President Rodrigo Duterte, considered an outsider among the Manila-based power elite, revived the federalism campaign. The Manila oligarchs, and the church condemn him. His first choice of environment minister, who shut down mines, was blithely thrown out.

Federalism is now dead in the Philippine Congress, especially the Senate.

The 1987 Constitution prescribes no regional legislative chambers. Senators are elected in a nationwide popular vote. In the last 30 years, out of more than 100 Senators elected, only two came from Bangsamoro areas.

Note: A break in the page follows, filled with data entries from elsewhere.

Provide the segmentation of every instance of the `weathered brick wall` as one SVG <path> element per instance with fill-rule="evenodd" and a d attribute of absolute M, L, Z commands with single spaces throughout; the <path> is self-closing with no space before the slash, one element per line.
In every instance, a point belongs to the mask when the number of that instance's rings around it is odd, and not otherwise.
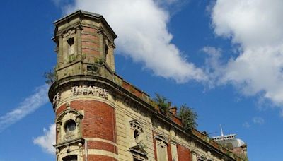
<path fill-rule="evenodd" d="M 192 156 L 189 149 L 181 145 L 177 145 L 178 160 L 180 161 L 192 161 Z"/>
<path fill-rule="evenodd" d="M 101 150 L 117 154 L 115 112 L 110 105 L 96 100 L 77 100 L 71 102 L 70 108 L 83 111 L 81 121 L 82 137 L 87 141 L 88 150 Z M 64 104 L 57 108 L 57 116 L 66 109 Z M 115 157 L 91 154 L 88 152 L 88 160 L 115 160 Z"/>

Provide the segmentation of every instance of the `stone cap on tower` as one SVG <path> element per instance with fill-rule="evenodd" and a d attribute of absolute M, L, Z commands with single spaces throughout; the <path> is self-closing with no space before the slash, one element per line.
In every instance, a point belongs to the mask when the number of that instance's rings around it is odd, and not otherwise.
<path fill-rule="evenodd" d="M 67 16 L 55 20 L 53 24 L 55 25 L 56 28 L 55 28 L 55 33 L 58 31 L 57 27 L 62 24 L 62 23 L 65 23 L 66 22 L 68 22 L 72 18 L 79 16 L 81 18 L 85 17 L 85 18 L 91 18 L 96 19 L 98 21 L 101 21 L 108 29 L 108 30 L 111 32 L 111 34 L 113 36 L 113 38 L 115 39 L 117 37 L 117 35 L 115 33 L 114 30 L 111 28 L 111 27 L 109 25 L 108 23 L 106 21 L 106 20 L 103 18 L 102 15 L 96 13 L 92 13 L 92 12 L 88 12 L 83 10 L 76 10 L 74 12 L 68 14 Z"/>

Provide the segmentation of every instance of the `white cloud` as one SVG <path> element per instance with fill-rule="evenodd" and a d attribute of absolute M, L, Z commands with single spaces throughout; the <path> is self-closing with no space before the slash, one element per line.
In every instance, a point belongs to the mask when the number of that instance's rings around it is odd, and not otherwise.
<path fill-rule="evenodd" d="M 43 129 L 44 135 L 40 136 L 33 139 L 33 143 L 40 145 L 45 152 L 54 155 L 55 148 L 53 145 L 55 144 L 56 125 L 53 124 L 49 126 L 49 129 Z"/>
<path fill-rule="evenodd" d="M 26 97 L 18 107 L 0 116 L 0 132 L 47 103 L 47 85 L 36 88 L 35 93 Z"/>
<path fill-rule="evenodd" d="M 171 43 L 168 32 L 169 13 L 164 5 L 178 1 L 167 0 L 162 5 L 154 0 L 75 0 L 65 5 L 65 13 L 83 9 L 103 15 L 118 35 L 117 49 L 122 54 L 142 62 L 156 76 L 178 83 L 202 81 L 207 76 L 201 68 L 188 62 Z"/>
<path fill-rule="evenodd" d="M 213 47 L 204 47 L 202 51 L 207 54 L 205 59 L 205 72 L 209 76 L 207 80 L 210 88 L 213 88 L 220 76 L 223 75 L 224 66 L 221 62 L 221 49 Z"/>
<path fill-rule="evenodd" d="M 255 117 L 253 118 L 253 122 L 255 124 L 263 124 L 265 120 L 260 117 Z"/>
<path fill-rule="evenodd" d="M 240 51 L 219 83 L 282 105 L 283 1 L 217 0 L 211 13 L 216 35 L 231 39 Z"/>

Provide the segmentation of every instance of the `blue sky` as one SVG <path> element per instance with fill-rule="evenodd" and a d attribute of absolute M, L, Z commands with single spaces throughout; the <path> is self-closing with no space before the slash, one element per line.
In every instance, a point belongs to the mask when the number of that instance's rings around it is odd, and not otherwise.
<path fill-rule="evenodd" d="M 77 8 L 103 14 L 116 32 L 116 70 L 125 79 L 193 107 L 198 130 L 211 136 L 222 124 L 247 143 L 250 160 L 282 160 L 282 1 L 1 4 L 0 161 L 54 160 L 42 75 L 56 64 L 52 22 Z"/>

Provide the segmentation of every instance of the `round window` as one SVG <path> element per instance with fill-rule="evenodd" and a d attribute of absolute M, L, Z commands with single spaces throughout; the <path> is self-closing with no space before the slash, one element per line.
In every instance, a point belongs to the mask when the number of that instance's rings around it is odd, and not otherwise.
<path fill-rule="evenodd" d="M 74 131 L 76 129 L 76 122 L 72 120 L 68 120 L 65 123 L 65 131 L 69 133 L 70 131 Z"/>

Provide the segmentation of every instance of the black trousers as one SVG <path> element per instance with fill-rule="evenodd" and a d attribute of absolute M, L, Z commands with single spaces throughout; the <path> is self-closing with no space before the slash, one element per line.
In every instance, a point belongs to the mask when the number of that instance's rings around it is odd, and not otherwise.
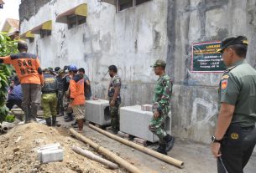
<path fill-rule="evenodd" d="M 218 173 L 243 173 L 256 144 L 255 126 L 230 125 L 221 145 Z"/>

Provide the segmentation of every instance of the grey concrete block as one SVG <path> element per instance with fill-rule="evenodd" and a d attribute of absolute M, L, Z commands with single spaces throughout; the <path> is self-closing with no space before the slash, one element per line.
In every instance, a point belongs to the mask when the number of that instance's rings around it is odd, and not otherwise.
<path fill-rule="evenodd" d="M 99 125 L 110 125 L 109 102 L 107 100 L 87 100 L 86 120 Z"/>
<path fill-rule="evenodd" d="M 64 150 L 62 149 L 57 150 L 45 150 L 41 153 L 41 162 L 49 163 L 53 161 L 62 161 L 64 157 Z"/>
<path fill-rule="evenodd" d="M 122 131 L 118 132 L 118 135 L 121 138 L 124 138 L 124 135 L 125 135 L 125 133 L 123 133 Z"/>
<path fill-rule="evenodd" d="M 141 145 L 143 146 L 147 146 L 147 140 L 140 138 L 134 138 L 133 142 L 136 144 Z"/>
<path fill-rule="evenodd" d="M 152 112 L 141 110 L 140 105 L 120 108 L 120 131 L 146 140 L 158 141 L 158 137 L 149 130 L 149 125 L 153 116 Z M 170 119 L 166 121 L 166 130 L 170 134 Z"/>

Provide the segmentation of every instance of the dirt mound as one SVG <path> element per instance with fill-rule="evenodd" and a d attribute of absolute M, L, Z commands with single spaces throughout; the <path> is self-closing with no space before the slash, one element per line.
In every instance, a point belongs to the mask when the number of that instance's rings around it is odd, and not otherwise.
<path fill-rule="evenodd" d="M 40 164 L 36 147 L 60 143 L 64 149 L 64 160 Z M 38 123 L 15 126 L 0 136 L 0 173 L 2 172 L 117 172 L 77 155 L 71 146 L 87 149 L 83 143 L 71 138 L 66 129 L 48 127 Z"/>

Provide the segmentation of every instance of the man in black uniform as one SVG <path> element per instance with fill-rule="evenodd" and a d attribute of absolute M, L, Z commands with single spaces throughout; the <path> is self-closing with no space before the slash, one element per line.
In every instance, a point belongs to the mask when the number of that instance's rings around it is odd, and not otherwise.
<path fill-rule="evenodd" d="M 245 60 L 248 40 L 228 38 L 222 42 L 228 68 L 220 82 L 221 104 L 212 152 L 219 173 L 243 173 L 256 144 L 256 70 Z"/>

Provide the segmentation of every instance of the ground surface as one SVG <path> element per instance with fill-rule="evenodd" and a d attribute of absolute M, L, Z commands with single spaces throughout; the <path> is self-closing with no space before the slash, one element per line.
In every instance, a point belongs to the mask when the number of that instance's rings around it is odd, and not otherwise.
<path fill-rule="evenodd" d="M 127 172 L 123 169 L 112 170 L 107 167 L 74 153 L 73 145 L 89 149 L 86 145 L 71 137 L 71 123 L 58 118 L 61 127 L 52 128 L 36 123 L 14 127 L 8 134 L 0 135 L 0 173 L 2 172 Z M 216 160 L 210 153 L 209 146 L 193 142 L 176 140 L 175 145 L 168 155 L 185 162 L 180 169 L 137 150 L 117 142 L 88 126 L 84 128 L 84 135 L 102 146 L 112 150 L 122 158 L 146 173 L 216 173 Z M 18 139 L 20 139 L 18 140 Z M 33 149 L 45 144 L 60 142 L 65 150 L 62 162 L 40 165 Z M 155 147 L 155 145 L 149 148 Z M 96 153 L 97 154 L 97 153 Z M 245 173 L 256 172 L 256 155 L 252 156 Z"/>

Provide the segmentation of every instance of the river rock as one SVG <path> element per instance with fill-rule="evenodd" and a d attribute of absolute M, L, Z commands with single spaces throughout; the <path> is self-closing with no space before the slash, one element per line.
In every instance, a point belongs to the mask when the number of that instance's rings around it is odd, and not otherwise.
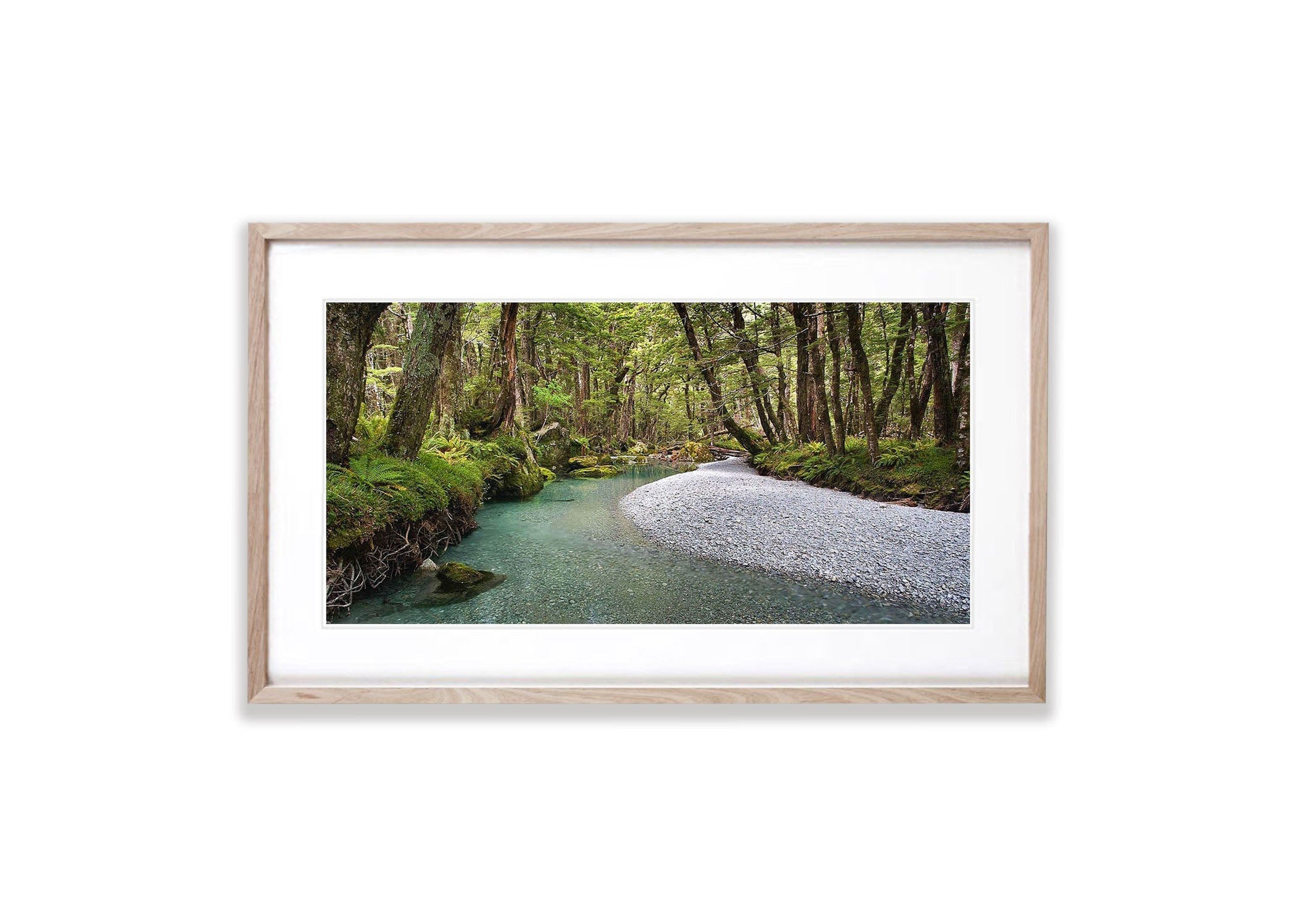
<path fill-rule="evenodd" d="M 439 569 L 440 582 L 457 588 L 470 588 L 491 576 L 488 571 L 477 571 L 462 562 L 445 562 Z"/>

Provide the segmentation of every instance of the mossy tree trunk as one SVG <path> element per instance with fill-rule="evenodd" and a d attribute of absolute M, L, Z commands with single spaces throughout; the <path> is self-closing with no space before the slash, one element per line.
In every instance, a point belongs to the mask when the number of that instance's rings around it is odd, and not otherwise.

Anti-federal campaigners fear a possible "disintegration" of the Philippines. In reality, the Philippines is so widely scattered geographically, and a central administration over acomomic activity to ensure inclusiveness has never worked.

Doing the same, expecting different result

To expect a differen result, by repeatedly doing the same thing, is folly.

To be sure, the Bangsamoro self-rule is a welcome change, though much needs to be done to make it work.

Given the institutionalised dispossession of the great majority of Filipino, only their collective action and enlightened give-and-take can address roots of poverty, make growth inclusive and achieve lasting peace.

This requires new thinking, and ways of doing things.

It requires thinking outside the box; certainly outside the traffic-clogged streets and smog-filled air of Metro Manila.

Meanwhile, to console the poor, Christian preachers of every stripe often repeat this refrain from the Bible: “Do not store up for yourselves treasures on earth, where moth and rust destroy, but store up for yourselves treasures in heaven, where moth and rust do not destroy, and where thieves do not break in and steal."